The Kenya National Chamber of Commerce and Industry now wants the Treasury to establish a Sh10 billion project account to pay medium- and small-scale government suppliers.
This was in response to Madaraka Day presidential directive that all central and county departments clear all pending bills that have no audit queries by June 30, 2019. According to the chamber’s chief legal researcher Kiragu Chege, trade is a key economic driver to be left to public declarations.
“We should have forward moving policies that govern how the government deals with its suppliers. Owing to the current high pending bills, the national economy is suffering collapse of entrepreneurship, employment opportunities and depressed cash flows,” he said.
He said the account will ensure funds to pay suppliers are available at all times once audit processes have been completed.
The account should be a joint project of the Treasury, Controller of Budget and Auditor General so as to bring together pending bills under one monitoring platform.
Mr Chege said the account deposits to be determined by national and county budget making processes should be subject to annual review depending on the majority procurement burden of the financial year under review. Further, it wants pending bills policy overhaul so as to cushion the Micro, Small and Medium Enterprises (MSMEs) from cash crunch over delayed payments.

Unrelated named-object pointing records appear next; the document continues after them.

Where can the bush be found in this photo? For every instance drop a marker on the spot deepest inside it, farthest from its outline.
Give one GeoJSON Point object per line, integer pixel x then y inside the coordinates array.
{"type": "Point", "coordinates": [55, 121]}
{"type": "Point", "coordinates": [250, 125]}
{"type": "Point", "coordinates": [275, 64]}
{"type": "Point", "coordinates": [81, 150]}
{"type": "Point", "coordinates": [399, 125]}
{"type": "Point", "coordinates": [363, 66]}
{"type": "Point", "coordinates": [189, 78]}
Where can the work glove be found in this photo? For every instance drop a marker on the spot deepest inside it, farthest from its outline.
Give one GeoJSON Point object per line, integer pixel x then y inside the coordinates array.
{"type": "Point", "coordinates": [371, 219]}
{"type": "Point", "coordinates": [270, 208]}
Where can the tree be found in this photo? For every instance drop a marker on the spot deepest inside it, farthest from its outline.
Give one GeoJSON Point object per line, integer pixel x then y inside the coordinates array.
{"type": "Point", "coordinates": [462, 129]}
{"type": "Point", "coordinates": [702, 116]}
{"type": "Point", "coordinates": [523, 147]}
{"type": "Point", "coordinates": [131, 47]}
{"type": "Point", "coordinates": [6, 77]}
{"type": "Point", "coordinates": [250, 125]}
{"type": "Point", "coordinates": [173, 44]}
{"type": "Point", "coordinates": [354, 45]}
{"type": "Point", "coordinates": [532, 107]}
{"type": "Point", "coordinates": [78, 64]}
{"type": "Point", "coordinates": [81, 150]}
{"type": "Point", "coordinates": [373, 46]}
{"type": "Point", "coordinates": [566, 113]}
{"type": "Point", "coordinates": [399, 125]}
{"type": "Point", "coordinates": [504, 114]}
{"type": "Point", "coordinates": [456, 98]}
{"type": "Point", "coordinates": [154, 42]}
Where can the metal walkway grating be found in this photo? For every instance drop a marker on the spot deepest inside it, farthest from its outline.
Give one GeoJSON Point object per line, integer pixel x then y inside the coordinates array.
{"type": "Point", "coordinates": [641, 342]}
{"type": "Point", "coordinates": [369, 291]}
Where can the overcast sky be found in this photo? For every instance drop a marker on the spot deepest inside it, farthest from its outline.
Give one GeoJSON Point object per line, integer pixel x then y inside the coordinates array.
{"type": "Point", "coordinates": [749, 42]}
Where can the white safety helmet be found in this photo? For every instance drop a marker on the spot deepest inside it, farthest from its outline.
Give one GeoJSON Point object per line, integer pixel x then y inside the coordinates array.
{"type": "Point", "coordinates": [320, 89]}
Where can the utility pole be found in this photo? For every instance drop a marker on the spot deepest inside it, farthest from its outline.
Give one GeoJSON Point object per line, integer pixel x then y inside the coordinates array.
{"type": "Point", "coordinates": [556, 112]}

The president said continued withholding of the payments was impacting negatively on the private sector adding that when suppliers go for months without payments for goods and services delivered, the economy suffers down to the grassroots. Mr Chege said prompt payments guarantee contribution to the GDP in terms of national revenue and income, providing market linkages and intermediating the supply of goods and services. He said high pending bills have contributed to slow growth in the GDP, which was 4.90 per cent as at the close of 2018.